The U.S. News college rankings are widely denounced by many higher education experts.[1] Detractors argue that they rely on self-reported, sometimes fraudulent data by the institutions,[2][3][4][5] encourage gamesmanship by institutions looking to improve their rank,[6] imply a false precision by deriving an ordinal ranking from questionable data,[7] contribute to the admissions frenzy by unduly highlighting prestige,[8] and ignore individual fit by comparing institutions with widely diverging missions on the same scale.[9] In 2022, a professor challenged the validity of the rankings saying that he was unable to replicate the results when examining the data.[35]
In 2022, U.S. Secretary of Education Miguel Cardona declared ranking systems akin to U.S. News to be "a joke."[36] Speaking at a Spring 2023 conference organized by Yale and Harvard Law Schools, amidst a backlash over the influential law school rankings; Cardona stated that they have "created an unhealthy obsession with selectivity" and that “We need a culture change".[37]
Also in 2022, Yale Law School, ranked at the top of the U.S. News & World Report Best Law Schools rankings since the publication's 1990 launch, announced that it was withdrawing its participation. The school's dean said "The U.S. News rankings were profoundly flawed. Its approach not only fails to advance the legal profession, but stands squarely in the way of progress."[38] Harvard Law School[39] and UC Berkeley School of Law[40] quickly followed suit. Subsequently, law schools at Georgetown, Columbia, Stanford,[41] University of Michigan, Duke,[42] Northwestern, UCLA, UC Irvine,[43] UC Davis,[44] University of Pennsylvania, University of Washington,[45] and New York University also withdrew from the rankings, citing similar reasoning.[46] Yale spawning a boycott of its rankings system[47] did not diminish its U.S. News ranking in 2023.[48]
As of 2023, few undergraduate schools had joined the graduate school exodus that followed Yale's 2022 withdrawal. The New York Times reported in September 2023 that the status quo reflects a "psychic hold that the rankings have on American higher education, even for the country’s most renowned schools... an easy way to reach and enchant possible applicants..."[49]
Changes to the ranking system, in 2023, following a U.S. News "listening tour" of schools, engaged its critics, which the publication failed to impress with any meaningful reforms.[50]

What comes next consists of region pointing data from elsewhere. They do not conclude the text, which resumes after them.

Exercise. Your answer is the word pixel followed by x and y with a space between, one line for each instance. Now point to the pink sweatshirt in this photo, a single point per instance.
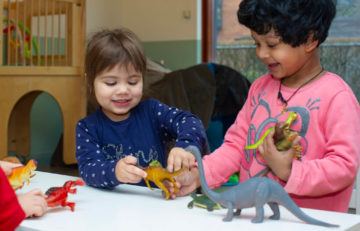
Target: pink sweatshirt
pixel 329 124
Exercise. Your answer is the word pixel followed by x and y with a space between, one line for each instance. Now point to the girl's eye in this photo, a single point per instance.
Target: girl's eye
pixel 110 83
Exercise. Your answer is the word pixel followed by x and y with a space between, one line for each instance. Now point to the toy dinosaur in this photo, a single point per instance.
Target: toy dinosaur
pixel 58 195
pixel 283 138
pixel 255 192
pixel 157 174
pixel 22 174
pixel 202 201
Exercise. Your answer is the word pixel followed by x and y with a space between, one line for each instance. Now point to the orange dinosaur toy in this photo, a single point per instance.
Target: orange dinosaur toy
pixel 158 174
pixel 22 174
pixel 57 196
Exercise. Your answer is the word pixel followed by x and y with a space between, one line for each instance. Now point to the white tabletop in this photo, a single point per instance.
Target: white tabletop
pixel 129 207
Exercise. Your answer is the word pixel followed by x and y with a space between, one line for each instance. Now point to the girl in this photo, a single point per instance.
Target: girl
pixel 125 133
pixel 287 35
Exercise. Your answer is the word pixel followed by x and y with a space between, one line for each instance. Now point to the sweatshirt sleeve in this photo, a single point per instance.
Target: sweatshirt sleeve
pixel 179 125
pixel 335 168
pixel 11 213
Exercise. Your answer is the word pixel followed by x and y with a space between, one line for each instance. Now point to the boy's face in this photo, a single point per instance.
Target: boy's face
pixel 118 90
pixel 282 59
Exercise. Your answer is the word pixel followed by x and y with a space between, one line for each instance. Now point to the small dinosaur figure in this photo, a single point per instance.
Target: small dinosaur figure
pixel 58 195
pixel 255 192
pixel 157 174
pixel 22 174
pixel 202 201
pixel 283 138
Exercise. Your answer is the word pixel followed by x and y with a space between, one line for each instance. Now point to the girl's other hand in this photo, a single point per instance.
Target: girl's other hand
pixel 180 157
pixel 126 170
pixel 8 166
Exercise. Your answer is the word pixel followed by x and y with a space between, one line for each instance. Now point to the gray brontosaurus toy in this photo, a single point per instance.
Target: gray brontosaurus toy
pixel 255 192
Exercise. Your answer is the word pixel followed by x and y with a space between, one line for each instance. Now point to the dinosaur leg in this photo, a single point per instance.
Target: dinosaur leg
pixel 174 184
pixel 237 212
pixel 191 204
pixel 230 212
pixel 160 185
pixel 275 208
pixel 70 204
pixel 259 214
pixel 148 184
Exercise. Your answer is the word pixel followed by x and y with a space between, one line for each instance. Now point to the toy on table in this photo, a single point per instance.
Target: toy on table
pixel 202 201
pixel 157 174
pixel 57 196
pixel 255 192
pixel 283 138
pixel 22 174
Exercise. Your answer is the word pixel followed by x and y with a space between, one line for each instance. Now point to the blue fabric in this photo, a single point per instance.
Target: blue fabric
pixel 101 142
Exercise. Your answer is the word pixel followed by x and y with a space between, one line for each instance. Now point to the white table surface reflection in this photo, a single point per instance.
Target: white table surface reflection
pixel 129 207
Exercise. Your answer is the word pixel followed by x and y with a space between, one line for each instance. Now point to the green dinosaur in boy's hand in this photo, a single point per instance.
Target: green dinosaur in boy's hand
pixel 283 137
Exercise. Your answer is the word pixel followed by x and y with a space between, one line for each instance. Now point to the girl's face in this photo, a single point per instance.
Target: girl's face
pixel 118 90
pixel 282 59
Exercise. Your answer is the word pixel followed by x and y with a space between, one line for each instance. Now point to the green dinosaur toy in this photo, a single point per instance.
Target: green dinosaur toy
pixel 283 138
pixel 202 201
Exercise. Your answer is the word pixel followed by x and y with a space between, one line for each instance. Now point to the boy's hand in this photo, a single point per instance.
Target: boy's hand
pixel 179 157
pixel 187 182
pixel 280 162
pixel 33 203
pixel 127 172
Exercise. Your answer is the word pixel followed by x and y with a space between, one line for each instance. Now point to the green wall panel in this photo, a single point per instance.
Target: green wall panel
pixel 175 54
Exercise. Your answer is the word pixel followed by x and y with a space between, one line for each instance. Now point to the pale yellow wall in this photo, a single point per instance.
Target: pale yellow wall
pixel 151 20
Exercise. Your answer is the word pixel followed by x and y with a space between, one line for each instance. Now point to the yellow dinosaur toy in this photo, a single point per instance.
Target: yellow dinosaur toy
pixel 157 174
pixel 22 174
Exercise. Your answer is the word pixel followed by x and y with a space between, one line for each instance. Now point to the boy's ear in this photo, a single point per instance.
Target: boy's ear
pixel 311 44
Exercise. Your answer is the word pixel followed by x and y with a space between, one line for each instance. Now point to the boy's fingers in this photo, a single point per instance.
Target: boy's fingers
pixel 130 160
pixel 170 166
pixel 177 164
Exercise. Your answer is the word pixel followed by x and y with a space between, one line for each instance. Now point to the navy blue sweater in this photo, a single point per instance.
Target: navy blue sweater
pixel 101 142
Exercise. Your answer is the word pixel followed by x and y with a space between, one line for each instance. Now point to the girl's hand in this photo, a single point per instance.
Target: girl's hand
pixel 8 166
pixel 187 182
pixel 33 203
pixel 179 157
pixel 127 172
pixel 280 162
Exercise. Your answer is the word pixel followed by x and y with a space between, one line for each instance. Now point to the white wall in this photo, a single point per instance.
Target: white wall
pixel 155 20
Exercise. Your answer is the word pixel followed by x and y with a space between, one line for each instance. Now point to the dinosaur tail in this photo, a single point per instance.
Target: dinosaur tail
pixel 206 189
pixel 285 200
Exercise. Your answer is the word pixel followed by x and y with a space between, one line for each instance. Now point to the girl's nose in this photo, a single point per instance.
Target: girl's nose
pixel 262 52
pixel 121 89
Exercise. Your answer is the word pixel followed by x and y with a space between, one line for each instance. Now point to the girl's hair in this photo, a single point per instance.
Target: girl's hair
pixel 108 48
pixel 293 20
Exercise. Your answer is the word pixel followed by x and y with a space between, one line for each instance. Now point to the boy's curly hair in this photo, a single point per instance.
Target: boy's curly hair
pixel 293 20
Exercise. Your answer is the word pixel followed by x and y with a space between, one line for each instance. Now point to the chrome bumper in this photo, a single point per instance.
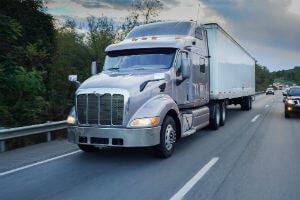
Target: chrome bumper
pixel 121 137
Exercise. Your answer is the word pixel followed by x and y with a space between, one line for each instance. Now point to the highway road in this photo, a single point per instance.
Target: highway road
pixel 256 155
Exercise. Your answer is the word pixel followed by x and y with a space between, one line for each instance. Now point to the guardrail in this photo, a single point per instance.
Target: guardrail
pixel 12 133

In January 2023, medical schools at Harvard, Stanford, Columbia, the University of Pennsylvania and the Icahn School of Medicine at Mount Sinai all announced that they would withdraw their cooperation from the U.S. News & World Report rankings as well.[51][52]
In June 2023, Columbia University announced their undergraduate schools would no longer participate, following the lead of its law, medical, and nursing schools. A press release cited concerns that such rankings unduly influence applicants and "distill a university’s profile into a composite of data categories." Its undergraduate program had dropped from second to 18th place in the 2022-2023 rankings after February 2022 revelations by Columbia professor Michael Thaddeus[53] that the university had submitted faulty data.[54]
The changes to the rankings factors, released with the 2023-24 edition, were criticized as evidence of unreliable methodology. Ted Mitchell, president of the American Council on Education, declared the many examples of abruptly altered results in its 2023 college rankings as "yet more evidence that rankings are not and never have been reliable indicators of quality."[55]